North East motorists could be hit by charges on Tyne bridges
Motorists could soon be forced to pay a toll in order to cross the River Tyne, in a bid to tackle what has been described as a “public health crisis”.
Under proposals designed to reduce air pollution and improve public health, vans and cars would be charged a £1.70 toll to cross the Tyne, Redheugh and Swing bridges, which link Newcastle and Gateshead.
A higher toll of £3.40 would be applied for lorries, while buses and taxis would not be required to pay.
Cabinet members for councils in Newcastle, Gateshead and North Tyneside have been considering the measures, following a legal order from the Government demanding that they, and many authorities across the country, improve air quality in their regions by 2021.
The Government has also asked the three councils to consider implementing a clean air zone, which could see lorries, buses and coaches charged around £50 a day to drive within the zone.
Meanwhile, vans, taxis and cars could be hit by a £12.50 daily charge.
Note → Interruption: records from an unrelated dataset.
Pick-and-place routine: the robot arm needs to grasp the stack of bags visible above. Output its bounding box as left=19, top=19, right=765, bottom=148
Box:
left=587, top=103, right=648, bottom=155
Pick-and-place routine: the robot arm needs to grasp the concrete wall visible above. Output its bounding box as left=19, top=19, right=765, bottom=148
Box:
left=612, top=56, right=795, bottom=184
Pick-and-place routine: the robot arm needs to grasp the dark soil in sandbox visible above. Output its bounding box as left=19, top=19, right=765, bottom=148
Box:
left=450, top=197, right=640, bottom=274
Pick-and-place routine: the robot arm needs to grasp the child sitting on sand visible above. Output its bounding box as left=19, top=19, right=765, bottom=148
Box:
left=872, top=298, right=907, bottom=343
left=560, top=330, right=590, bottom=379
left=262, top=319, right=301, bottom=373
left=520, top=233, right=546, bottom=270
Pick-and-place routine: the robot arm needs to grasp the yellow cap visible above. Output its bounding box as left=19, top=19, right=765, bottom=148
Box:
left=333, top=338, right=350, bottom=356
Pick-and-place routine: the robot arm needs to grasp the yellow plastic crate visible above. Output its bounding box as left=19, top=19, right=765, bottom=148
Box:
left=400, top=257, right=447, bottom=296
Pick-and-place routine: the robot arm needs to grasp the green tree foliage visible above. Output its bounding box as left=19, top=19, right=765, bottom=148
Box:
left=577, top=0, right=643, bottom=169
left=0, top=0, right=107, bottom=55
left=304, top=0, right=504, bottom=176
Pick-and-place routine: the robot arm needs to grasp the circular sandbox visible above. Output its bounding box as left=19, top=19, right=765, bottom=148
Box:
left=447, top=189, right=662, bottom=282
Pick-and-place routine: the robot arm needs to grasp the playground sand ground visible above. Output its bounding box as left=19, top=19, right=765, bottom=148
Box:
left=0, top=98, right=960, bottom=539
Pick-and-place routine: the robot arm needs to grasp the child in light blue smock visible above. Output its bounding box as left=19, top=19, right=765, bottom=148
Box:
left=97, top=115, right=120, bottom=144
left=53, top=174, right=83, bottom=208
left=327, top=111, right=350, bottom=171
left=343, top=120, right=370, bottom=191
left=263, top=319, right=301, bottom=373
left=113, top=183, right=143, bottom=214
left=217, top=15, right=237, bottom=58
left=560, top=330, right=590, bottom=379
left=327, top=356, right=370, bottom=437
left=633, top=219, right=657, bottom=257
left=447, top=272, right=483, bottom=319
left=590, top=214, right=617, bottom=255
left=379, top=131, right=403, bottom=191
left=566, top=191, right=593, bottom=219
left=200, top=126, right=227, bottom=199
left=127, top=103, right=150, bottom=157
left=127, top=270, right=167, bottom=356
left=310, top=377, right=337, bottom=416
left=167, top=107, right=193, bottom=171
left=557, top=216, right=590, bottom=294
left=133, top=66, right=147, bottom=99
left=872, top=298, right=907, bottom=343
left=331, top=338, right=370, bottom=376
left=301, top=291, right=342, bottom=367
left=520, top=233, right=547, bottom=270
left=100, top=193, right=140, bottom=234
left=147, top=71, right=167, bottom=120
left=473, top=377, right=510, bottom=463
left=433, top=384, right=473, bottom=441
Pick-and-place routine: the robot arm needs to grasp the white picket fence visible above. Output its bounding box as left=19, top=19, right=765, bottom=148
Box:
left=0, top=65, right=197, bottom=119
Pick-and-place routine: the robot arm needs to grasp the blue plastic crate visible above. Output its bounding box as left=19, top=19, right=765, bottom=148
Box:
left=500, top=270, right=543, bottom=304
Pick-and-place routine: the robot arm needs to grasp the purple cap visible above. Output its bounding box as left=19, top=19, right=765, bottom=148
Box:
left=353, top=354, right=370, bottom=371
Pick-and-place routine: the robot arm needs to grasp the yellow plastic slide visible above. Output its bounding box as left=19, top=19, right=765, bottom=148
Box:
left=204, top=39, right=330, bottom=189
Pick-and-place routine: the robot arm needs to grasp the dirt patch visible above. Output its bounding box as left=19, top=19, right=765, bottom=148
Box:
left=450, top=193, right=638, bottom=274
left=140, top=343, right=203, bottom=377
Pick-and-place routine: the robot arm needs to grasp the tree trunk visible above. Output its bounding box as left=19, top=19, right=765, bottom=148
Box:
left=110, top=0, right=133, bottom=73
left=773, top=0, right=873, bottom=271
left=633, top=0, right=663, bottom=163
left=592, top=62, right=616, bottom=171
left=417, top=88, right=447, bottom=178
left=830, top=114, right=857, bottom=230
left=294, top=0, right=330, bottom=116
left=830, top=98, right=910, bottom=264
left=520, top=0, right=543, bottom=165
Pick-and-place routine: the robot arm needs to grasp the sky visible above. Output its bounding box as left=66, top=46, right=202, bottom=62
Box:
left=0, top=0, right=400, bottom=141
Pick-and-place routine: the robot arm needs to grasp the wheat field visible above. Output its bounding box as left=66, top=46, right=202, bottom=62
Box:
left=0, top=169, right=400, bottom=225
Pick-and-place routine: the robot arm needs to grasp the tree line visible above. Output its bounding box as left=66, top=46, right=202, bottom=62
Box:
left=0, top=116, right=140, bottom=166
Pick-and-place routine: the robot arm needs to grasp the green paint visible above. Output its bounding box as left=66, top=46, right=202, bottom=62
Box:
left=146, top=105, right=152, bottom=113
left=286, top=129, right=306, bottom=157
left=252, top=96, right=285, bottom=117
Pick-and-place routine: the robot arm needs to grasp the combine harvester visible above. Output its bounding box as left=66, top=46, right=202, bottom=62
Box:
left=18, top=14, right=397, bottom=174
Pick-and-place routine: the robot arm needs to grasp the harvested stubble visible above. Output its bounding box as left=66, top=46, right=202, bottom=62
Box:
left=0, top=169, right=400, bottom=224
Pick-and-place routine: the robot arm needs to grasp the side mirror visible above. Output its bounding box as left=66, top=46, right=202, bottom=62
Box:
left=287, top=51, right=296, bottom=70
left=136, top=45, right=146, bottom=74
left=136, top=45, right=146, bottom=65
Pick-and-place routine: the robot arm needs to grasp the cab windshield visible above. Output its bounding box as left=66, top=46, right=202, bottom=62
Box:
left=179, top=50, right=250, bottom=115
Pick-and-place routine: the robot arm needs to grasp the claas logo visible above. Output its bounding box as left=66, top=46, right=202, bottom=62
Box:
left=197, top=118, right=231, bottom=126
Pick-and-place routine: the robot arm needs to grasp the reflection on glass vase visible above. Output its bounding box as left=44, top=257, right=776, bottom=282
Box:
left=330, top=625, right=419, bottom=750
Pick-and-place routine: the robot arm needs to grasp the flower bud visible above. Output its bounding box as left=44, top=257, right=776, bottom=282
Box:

But Newcastle City Council has said that tests run by councils have suggested that even the highest level of clean air zone would “not be enough on its own to address the problem” of air pollution, which is why toll charges are coming under consideration.
Councillor Nick Forbes, the Labour leader of Newcastle City Council, told the Evening Chronicle: “This is a public health crisis that has been several decades in the making.
“As councils we are not prepared to stand by and let people continue to die as a result of poor air quality.
“We have a responsibility both legally and morally to do something about it. Doing nothing is not an option.”
Other measures being considered include a low emission zone which would see lorries, buses and taxis that do not meet minimum emissions requirements banned from entering Newcastle city centre at certain times.
The proposals will be discussed during a public consultation which will run from March 6 to May 17, and will be open to all local residents, workers, students and businesses.
Additional, non-charging measures are also being considered as well as ways of financially supporting those on lower incomes to switch to public transport in the event of charges being implemented.
Members of the public will also be asked to comment on the level of potential charges.